Saturday, December 20, 2008

Book Review: The Word of Promise Next Generation New Testament

Over the past few weeks, I’ve been listening to this audio New Testament—on my computer, in my truck, even through my TV. It’s the entire New Testament on three MP3 disks, read by celebrity teens and young adults, for teens and pre-teens. I have mixed-thoughts on this product, but overall, I think it’s a great idea! I’ve enjoyed the experience.

There were two things I struggled with, but they aren’t necessarily cons. First of all, hearing children’s voices in place of adults seemed odd to me. I expect someone middle-aged to sound middle-aged. I got used to this over time, though. In fact, as I read my Bible for morning devotions, I began to "think" Paul’s voice in my head reading the words to me instead of my own. Since this product is intended for a younger audience anyway, they may enjoy hearing familiar celebrity voices reading God’s Word, just as we enjoy hearing familiar voices in animated movies.

I also struggled with the version of the Bible that was used: the International Children’s Bible. This version uses simpler words to help children understand, yet sometimes (not too often, though) the word choice isn’t quite accurate—it seems oversimplified so that true meaning is lost.

On the more positive side, Max and Jenna Lucado’s introductions to each book were superb—both well-written and well-read. They provided the history and setting for each book that truly set the stage for each reading. I also appreciated the music and sound effects. It was fun to hear Paul’s pen scratch on the paper as he read his letters aloud and the chains rattling and guards talking to remind us he was in prison. The music was pleasant and added variety of sound in the background, but didn’t overpower the words.

I don’t usually care for audio books; I prefer seeing the words. But hearing God’s Word read aloud was a very good thing. I was blessed. And providing it in MP3 format so kids can listen to a chapter or two at a time through their headsets attached to their player of choice even while they are doing other things is a great idea. If you have teens or pre-teens who are interested in hearing more of God’s Word, this product is worth your consideration.

Friday, November 28, 2008

Book Review: Through the Storm

Talk about learning to be content:

My heart has gone out to this mother for some time. I had heard that she’s a Christian and suspected that things hadn’t gone the way she’d hoped for her daughters. The media has been much too harsh with this family. When I learned of this book, I decided that if Lynne Spears wanted to have her say, I was willing to listen—with a compassionate, fellow mother’s heart.

This isn’t a story about Britney or Jamie Lynn. It’s Lynne’s story, including a testimony to God’s love and providence. It’s presented matter-of-factly: "This happened and this happened and this is what I was thinking or feeling at the time." Lynne’s words are carefully thought out and presented with the love she obviously feels toward her family.

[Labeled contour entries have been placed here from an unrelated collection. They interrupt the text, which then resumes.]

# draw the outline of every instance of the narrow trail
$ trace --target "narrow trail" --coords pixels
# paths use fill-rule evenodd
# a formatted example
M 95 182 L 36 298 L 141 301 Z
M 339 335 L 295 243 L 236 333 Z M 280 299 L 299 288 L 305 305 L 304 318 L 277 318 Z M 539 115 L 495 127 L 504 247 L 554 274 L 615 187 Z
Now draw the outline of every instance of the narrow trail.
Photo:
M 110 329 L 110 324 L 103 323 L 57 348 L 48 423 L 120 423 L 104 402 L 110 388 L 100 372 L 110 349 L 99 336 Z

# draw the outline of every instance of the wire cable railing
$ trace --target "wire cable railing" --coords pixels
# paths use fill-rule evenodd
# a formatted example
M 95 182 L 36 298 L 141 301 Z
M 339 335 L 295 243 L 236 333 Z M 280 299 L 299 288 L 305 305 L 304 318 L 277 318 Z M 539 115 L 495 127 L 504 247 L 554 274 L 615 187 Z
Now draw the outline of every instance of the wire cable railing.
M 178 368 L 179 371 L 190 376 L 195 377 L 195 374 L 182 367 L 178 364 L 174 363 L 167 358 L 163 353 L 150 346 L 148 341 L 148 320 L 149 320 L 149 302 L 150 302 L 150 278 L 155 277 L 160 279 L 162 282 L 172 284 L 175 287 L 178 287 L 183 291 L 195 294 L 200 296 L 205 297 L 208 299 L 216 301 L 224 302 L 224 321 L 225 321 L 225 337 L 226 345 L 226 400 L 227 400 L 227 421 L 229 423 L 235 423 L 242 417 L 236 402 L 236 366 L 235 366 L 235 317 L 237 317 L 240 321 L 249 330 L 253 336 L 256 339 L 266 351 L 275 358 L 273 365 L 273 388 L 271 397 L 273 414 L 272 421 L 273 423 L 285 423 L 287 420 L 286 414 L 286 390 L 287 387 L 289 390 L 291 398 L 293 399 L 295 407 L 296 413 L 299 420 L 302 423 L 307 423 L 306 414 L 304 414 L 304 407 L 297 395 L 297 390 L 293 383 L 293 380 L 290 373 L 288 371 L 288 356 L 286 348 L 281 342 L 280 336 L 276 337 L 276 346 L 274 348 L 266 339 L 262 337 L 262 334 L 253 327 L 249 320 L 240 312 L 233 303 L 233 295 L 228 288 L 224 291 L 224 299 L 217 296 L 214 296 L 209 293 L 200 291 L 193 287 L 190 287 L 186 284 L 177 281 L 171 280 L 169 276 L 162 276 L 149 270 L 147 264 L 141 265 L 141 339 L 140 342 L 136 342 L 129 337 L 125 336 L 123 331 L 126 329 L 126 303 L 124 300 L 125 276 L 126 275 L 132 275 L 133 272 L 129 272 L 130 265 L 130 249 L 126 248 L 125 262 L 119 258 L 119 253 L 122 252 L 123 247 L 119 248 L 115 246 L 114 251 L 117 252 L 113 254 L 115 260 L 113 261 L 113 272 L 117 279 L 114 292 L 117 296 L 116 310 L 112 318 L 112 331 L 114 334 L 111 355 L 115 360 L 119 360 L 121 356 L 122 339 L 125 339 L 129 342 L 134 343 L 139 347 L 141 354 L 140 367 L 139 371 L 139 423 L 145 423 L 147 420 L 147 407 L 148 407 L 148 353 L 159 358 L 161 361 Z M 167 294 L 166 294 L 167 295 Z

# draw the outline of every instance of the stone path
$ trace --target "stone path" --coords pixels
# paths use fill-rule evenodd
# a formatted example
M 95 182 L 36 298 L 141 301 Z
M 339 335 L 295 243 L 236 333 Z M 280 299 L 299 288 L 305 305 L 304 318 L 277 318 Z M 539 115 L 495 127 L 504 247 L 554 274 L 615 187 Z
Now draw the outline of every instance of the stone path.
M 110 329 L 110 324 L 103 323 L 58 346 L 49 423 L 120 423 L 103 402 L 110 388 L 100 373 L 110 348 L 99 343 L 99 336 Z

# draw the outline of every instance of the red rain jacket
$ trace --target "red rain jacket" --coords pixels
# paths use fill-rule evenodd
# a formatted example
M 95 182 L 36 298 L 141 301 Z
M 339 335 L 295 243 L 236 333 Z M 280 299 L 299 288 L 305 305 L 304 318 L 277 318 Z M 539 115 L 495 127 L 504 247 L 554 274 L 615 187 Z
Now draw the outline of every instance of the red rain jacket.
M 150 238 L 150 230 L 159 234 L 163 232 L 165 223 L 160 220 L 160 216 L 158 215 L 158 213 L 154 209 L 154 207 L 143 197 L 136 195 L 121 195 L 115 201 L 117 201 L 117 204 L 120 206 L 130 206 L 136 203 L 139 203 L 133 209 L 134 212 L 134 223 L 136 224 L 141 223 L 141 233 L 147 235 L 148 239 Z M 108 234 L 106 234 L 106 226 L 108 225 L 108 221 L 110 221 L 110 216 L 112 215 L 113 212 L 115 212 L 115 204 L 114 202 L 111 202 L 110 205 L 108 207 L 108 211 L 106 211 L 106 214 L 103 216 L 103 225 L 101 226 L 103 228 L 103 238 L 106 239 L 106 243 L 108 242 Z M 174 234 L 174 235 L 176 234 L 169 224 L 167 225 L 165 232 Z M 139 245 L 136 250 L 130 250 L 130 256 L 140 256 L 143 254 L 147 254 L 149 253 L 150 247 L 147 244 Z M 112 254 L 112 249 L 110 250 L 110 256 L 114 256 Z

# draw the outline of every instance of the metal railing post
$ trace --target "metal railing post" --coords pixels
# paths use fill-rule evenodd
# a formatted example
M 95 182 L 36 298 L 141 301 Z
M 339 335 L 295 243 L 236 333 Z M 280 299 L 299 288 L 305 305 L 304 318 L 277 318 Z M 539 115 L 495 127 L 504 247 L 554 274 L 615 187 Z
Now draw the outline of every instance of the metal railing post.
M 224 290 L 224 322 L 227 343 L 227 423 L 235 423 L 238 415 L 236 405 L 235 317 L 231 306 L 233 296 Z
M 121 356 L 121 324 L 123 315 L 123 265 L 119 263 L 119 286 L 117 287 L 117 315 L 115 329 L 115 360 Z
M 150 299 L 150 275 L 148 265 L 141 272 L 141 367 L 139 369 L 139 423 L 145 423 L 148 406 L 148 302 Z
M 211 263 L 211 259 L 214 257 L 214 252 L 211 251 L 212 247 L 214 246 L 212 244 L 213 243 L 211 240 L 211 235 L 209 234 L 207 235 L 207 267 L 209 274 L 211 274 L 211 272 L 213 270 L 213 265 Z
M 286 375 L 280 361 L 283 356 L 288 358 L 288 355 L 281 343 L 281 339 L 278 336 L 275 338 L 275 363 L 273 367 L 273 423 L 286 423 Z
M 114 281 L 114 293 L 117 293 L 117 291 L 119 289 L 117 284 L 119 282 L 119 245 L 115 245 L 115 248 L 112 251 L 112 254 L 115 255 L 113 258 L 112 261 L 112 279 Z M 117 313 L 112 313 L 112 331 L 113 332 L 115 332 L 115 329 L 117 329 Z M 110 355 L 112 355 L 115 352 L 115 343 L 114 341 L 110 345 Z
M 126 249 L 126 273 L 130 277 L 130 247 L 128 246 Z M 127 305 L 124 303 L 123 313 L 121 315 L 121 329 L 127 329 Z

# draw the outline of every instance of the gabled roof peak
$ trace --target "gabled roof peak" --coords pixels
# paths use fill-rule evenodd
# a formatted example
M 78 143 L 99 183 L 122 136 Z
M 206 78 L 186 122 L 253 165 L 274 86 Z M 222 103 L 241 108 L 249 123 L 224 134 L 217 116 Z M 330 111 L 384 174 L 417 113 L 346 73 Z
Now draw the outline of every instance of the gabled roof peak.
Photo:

The book makes you think. Life is messy. We make choices to the best of our ability. But we can’t see very far down the road or even around the corner. We also have to live with the consequences of other people’s choices, wise or not, and with other inevitable trials of life: illness, accidents, death. Through it all, whatever happens, our fault or not, God is there. He carries us “through the storm.” He helps us clean up the mess.

I especially appreciated the final chapter, “A Mother’s Heart.” What a loving testimony from a mother who is praying for her children, cheering them on, and growing ever closer to her Lord as she trusts Him with them through the craziness of each day. The epilogue, a tribute to Lynne’s sister, is incredibly moving, too.